Under the best circumstances, recruiting the right person to lead a large urban school district with more than 200,000 students, over 300 schools, and a multitude of operational and academic challenges would be difficult.
Imagine doing so during a global pandemic at a time when school buildings are outdated and toxic, when students have gone hungry, when there are shortages of bus drivers and trash collectors, and with increasingly untenable pressures on teachers and nurses. ... Well, you get the idea.
Such is the task facing the School District of Philadelphia as it enters the market for the new superintendent to succeed William R. Hite Jr., who in September announced his departure after nearly a decade in charge.
In addition to the array of crises facing the district, the process of recruiting and hiring the best candidate could be further complicated by something else — the city’s mayoral race.

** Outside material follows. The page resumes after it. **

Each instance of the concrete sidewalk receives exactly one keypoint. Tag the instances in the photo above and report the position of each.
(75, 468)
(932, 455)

Hite’s tenure — an exceptionally long period of service for a big-city superintendent — will end in August 2022, as candidates are jockeying for position in the spring 2023 mayoral primary.
When Hite took the helm in 2012, he did so with the backing of the School Reform Commission, the state-controlled body that oversaw the School District for 17 years and that also provided him with a layer of insulation from the machinations and gamesmanship of city politics.
With several City Council members and civic leaders eyeing runs for the city’s top office, the race to become Philadelphia’s 100th mayor is primed to be crowded and lively; the campaign could get feisty in early 2023 — just as the new superintendent is getting settled in for their first year on the job.
Everyone who spoke with this board about the superintendent search, including current school board members, former School Reform Commission members, and other civic leaders, agreed that it would be a worst-case scenario for the district if the next superintendent were to become a topic of debate among mayoral candidates. It’s hardly a stretch to envision a scenario in which candidates try to curry the favor of various constituencies by offering snap judgments — both positive and negative — about a superintendent who, by primary day, would not yet have been on the job for a full academic year. And any viable candidate would almost certainly weigh that possibility — not to mention the other challenges facing the district — when considering the job, adding another potential hurdle to the recruiting process.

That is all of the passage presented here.